JE COURAIS DANS LA VILLE
Je courais dans la ville quand je l’ai rencontré. Alors, je me suis arrêté.
Là sur le trottoir il pianotait de ses pattes fragiles le clavier de l’hiver. Il avait l’air étrange, un faux air peut-être, un de ceux qui s’allient au silence pour jouer le staccato de leur désespérance Pourquoi me suis-je arrêté ?

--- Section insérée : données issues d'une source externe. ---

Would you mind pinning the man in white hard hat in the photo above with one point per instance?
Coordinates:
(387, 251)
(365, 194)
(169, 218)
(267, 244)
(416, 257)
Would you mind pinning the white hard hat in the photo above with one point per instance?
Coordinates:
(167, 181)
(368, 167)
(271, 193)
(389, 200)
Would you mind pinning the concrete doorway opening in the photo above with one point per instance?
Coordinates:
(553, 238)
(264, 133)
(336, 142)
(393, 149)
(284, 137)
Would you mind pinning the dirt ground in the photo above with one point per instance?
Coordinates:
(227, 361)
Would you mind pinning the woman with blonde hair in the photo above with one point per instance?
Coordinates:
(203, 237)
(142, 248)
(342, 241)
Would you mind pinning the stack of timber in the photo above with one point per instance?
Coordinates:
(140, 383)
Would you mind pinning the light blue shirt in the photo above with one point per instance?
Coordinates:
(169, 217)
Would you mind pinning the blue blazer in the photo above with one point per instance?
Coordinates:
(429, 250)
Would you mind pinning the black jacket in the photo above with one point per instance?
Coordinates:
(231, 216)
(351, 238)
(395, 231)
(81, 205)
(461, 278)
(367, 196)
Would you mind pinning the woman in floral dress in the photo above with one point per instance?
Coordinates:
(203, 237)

Le sentis-je fragile en ses dernières notes ? J’avais entendu voilà bien longtemps cette comptine : « pigeon vole ! » Cet oiseau là ne savait plus jouer avec l’élan du cœur, il faisait semblant, inventait une fête pour un jour mortel, pour que ce soit plus décent de faire la manche plutôt que jouer au mendiant.
Sa tristesse faisait peur à voir ! Pourvu qu’on n’entende pas sa plainte…Alors comme se faisait –il que j’en eusse perçu les notes ? En musique, est-ce donc plus facile à comprendre ? « Pigeon vole ! Pigeon vole ! » Il n’ajouta rien mais je compris qu’avec un ciel si bas on ne pouvait pas espérer.
Je ne sais s’il sut lire ce faible désarroi en mon regard ? J’ai vu sur ses lèvres naître quelques bribes : « Des miettes suffiront pour réchauffer mon coeur ! Pour ton sourire et ta main tendue. .Oui ! pour ces bonheurs qui passent, avant que les grands froids ne m’endorment, je jouerai encore:« pigeon vole ! » Juste pour toi… »
Il pianote de ses pattes fragiles le clavier de l’hiver.
Va, cours dans la ville, quelques miettes suffiront… ?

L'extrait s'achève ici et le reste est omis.